Australian cultural historian and writer

Maria Tumarkin is an Australian cultural historian, essayist and novelist, and is as of 2019 senior lecturer in the School of Culture and Communication at the University of Melbourne, teaching creative writing.

==Early life and education==
Tumarkin was born and raised in Kharkov, then part of the Soviet Union, now in Ukraine. She left her home country in 1989 when she was a teenager, before the dissolution of the Soviet Union in 1991.

She holds a Bachelor of Arts and a PhD in cultural history from the University of Melbourne. Her PhD was titled "Secret Life of Wounded Spaces: Traumascapes in the contemporary Australia".

==Writing ==
She writes books of ideas, reviews, essays and pieces for performance.

==Academia and projects==
She was an Honorary Artistic Outreach Associate (2015–2016) at the ARC Centre of Excellence for the History of Emotions and a co-creator, with Moya McFadzean, of "The Unending Absence" project.

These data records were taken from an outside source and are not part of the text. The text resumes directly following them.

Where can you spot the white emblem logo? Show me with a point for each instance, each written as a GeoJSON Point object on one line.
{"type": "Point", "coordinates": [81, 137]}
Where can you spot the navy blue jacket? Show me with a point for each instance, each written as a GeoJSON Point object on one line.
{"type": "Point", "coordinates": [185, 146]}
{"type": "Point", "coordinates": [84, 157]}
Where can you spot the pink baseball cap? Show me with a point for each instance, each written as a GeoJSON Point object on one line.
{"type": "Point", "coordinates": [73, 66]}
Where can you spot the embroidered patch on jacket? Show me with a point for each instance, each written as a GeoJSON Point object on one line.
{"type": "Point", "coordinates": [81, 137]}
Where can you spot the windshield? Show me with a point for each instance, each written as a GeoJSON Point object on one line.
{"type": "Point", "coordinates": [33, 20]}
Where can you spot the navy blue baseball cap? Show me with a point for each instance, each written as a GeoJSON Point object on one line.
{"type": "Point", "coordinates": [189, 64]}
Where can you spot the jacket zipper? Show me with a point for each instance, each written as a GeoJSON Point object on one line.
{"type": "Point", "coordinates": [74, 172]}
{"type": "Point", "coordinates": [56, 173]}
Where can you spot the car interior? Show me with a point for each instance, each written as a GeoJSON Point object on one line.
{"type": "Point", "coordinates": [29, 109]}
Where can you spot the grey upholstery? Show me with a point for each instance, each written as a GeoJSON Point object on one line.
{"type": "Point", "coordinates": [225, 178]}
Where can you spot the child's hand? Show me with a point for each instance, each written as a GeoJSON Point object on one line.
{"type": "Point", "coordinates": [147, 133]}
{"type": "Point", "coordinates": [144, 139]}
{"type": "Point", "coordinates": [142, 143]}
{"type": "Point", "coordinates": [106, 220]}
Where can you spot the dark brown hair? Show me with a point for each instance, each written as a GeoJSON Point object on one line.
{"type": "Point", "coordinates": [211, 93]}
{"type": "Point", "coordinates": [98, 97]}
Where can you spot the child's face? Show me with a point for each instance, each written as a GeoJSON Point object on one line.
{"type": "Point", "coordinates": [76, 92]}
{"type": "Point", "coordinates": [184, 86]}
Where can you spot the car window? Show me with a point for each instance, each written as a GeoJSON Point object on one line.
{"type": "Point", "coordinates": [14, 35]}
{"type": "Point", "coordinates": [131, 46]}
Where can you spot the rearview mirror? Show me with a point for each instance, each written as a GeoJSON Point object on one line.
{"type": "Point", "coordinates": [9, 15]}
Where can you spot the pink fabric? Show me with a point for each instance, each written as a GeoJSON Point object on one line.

As of 2021 Tumarkin taught creative writing at the School of Culture and Communication at the University of Melbourne.

==Works==

===Books===
- Traumascapes: The Power and Fate of Places Transformed by Tragedy (2005)
- Courage (2007)
- Otherland: A Journey With My Daughter (2010)
- Axiomatic (2018)

===Essays (selected)===
- This Narrated Life (Griffith Review, 1 May 2014)
- No Skin (2 September 2015)
- Against Motherhood (20 October 2018)

==Awards==
- Otherland was shortlisted for the Victorian Premier's Literary Awards, The Age Book of the Year, and New South Wales Premier's Literary Awards.
- "No Skin" was one of five finalists in the 2015 Melbourne Prize for Literature category for essays shorter than 20,000 words
- Axiomatic won the 2018 Melbourne Prize for Best Writing and was shortlisted for the 2019 Victorian Premier's Prize for Nonfiction. It was also shortlisted for the 2019 Stella Prize. and the 2019 NSW Premier's Literary Awards, Douglas Stewart Prize for Non-Fiction.